マーム同行記28日目

 8時45分、ホテルのロビーに集合する。テクニカルチームは1時間前にホテルを出て劇場入りしているので、まだ残っていたのは実子さん以外の役者5人と僕だけだ。皆はiPhoneを覗き込みながら、劇場までの道のりを相談している。

「ホテルを出て、ほとんどまっすぐってことだよね?」
「そうだね。橋本さんと僕が昨日歩いた道だね、これは」

 そんな話をしていたけれど、皆はホテルを出てすぐ、僕と波佐谷さんが昨日歩いた道とは反対に歩き出した。僕は劇場がどこにあるのかわからないから、しばらく皆に随いて歩いたけれど、やはり道を間違っている気がする。地図を見せてもらって、「こっちじゃないですか?」と道を変更して歩いていると、大聖堂の前に出た。広場には物売りがたくさん待ち構えているけれど、観光客の姿は一人も見かけなかった。

 30分ほどかかって劇場にたどり着く。道路の向こう側を走っていたクルマの運転手が「タクシー!」と声を掛けてくる。「ノー、ノー」と断っても、わざわざクルマを停車させて、道路を横断してこちらまでやってくる。「メッシーナをクルージングしてやる」と運転手は言う。まだその姿を見かけてないけれど、観光客の多い街なのだろうか。僕らは劇場の表に吊るされている、聡子さんの写真を使用した大きな幕を指差し、「これが僕らです」と答えた。

 劇場の中では、さっそく仕込みが始まっていた。僕たちはまず、今日の午後から行われるワークショップの会場を下見する。会場の候補は2つあって、両方とも劇場内にあるスペースなのだが(この劇場はとても大きく、いろんなスペースが用意されている)、1つはピアノの置かれた小さな部屋だ。あゆみさんとはやしさんはピアノを弾いてみている、はやしさんは小さい頃にピアノを習っていたらしく、僕でも耳にしたことのある曲を弾いていた。たしかあれは、ジブリ映画の主題歌だ(僕はジブリ映画を観たことがないので、どの映画かはわからない)。それにあわせて、あゆみさんは窓辺に立ち、「♪あの地平線 輝くのは」と口ずさんでいる。

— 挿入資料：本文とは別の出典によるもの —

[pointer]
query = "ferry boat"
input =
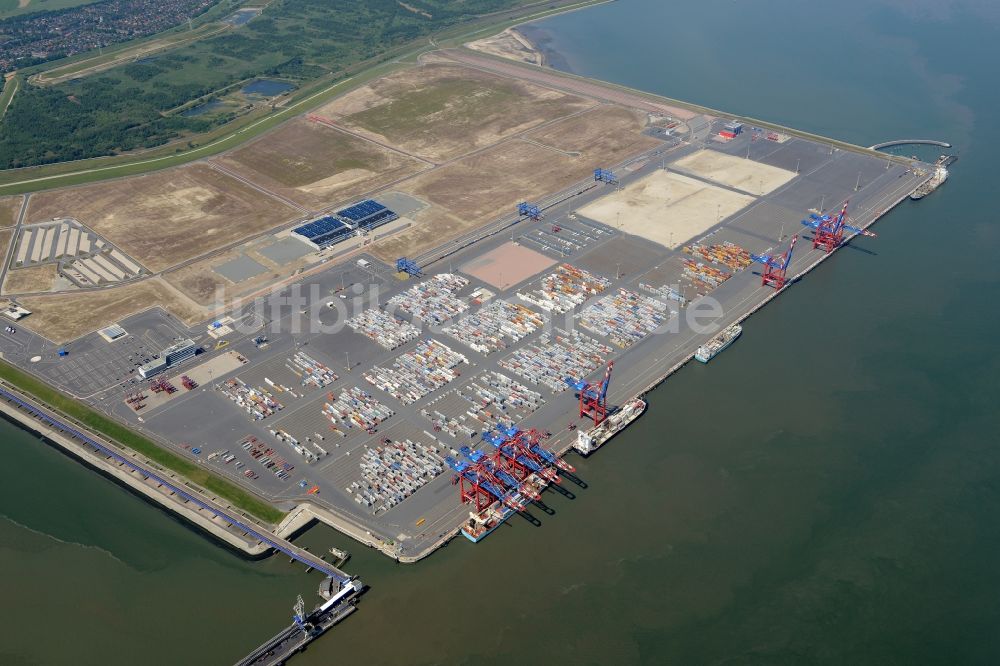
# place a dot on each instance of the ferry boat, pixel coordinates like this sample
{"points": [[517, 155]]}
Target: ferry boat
{"points": [[591, 440], [708, 350], [940, 175]]}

 この部屋には広いバルコニーもついていて、そこからは港を見渡すことができた(そのバルコニーで、あゆみさんは何やらテスト撮影をしていた)。このバルコニーは魅力的だったけれど、もう一つの候補はちゃんとした稽古場だったので、そちらでワークショップを開催することに決めた。

 下見を終えたところで会場に戻り、テープで床にラインを引いていく。今回のツアーで4会場目だけあって、皆手際が良くなっている。はやしさんが「皆、上手じゃーん」と言うと、「上手になったんです、努力してるんです」と藤田さんが言った。テープを貼る姿を見ていた現地のテクニカルスタッフは、熊木さんが正確にテープを貼る姿を目にすると、驚いた様子で立ち尽くしている。「オリガーミ」「オリガミスタ」と声があがる。

 会場には、なぜかストーンズの「(I Can't Get No)Satisfaction」が流れていた。いつも角田さんがサウンドチェックに用いる曲とは別の曲だ。こっちのスタッフがサウンドチェックのために流しているのだろうか(それとも、こっちのスタッフが単に趣味で流しているのだろうか)。

 11時半、石を探しに出かける。ここメッシーナでは、劇場を出てすぐの場所で手頃な石を発見した。

「これはキープってことにして、ちょっと歩いてみようか」
「さっき見たバルコニーにも、手頃な石があったよね?」
「いや、サイズは良かったけど、あんな取っ手の付いた石は森にないでしょ」

 歩いていると、「コルネッテリア」と看板を出した店に通りかかった。「コルネッテリア」とは、コルネット専門店という意味だ。コルネットというのは、イタリア人がよく食べる、クロワッサンに似たパン(スイーツ)。店内をのぞいてみると、コルネットの他にカンノーロというスイーツも並んでいた。不思議な形をしたそのお菓子は、シチリア名物のお菓子らしかった。

「あれだね、これはお土産として日本に持って帰れない感じですね」とあゆみさん。「でも、ちょっと気になるね」
「皆、食べたい?」と藤田さん。「じゃあ、それを7個買って、皆で半分ずつ食べよう。あと、こっちにある白いお菓子は、日本語で言うと『死者の骨』って意味らしいよ」――藤田さんは昨日の会食でプロデューサーに話を聞かされたらしく、ポンテデーラでは「甘い物は死ぬほど嫌いだ」なんて言っていたのに、シチリアのスイーツにやけに詳しくなっていておかしい。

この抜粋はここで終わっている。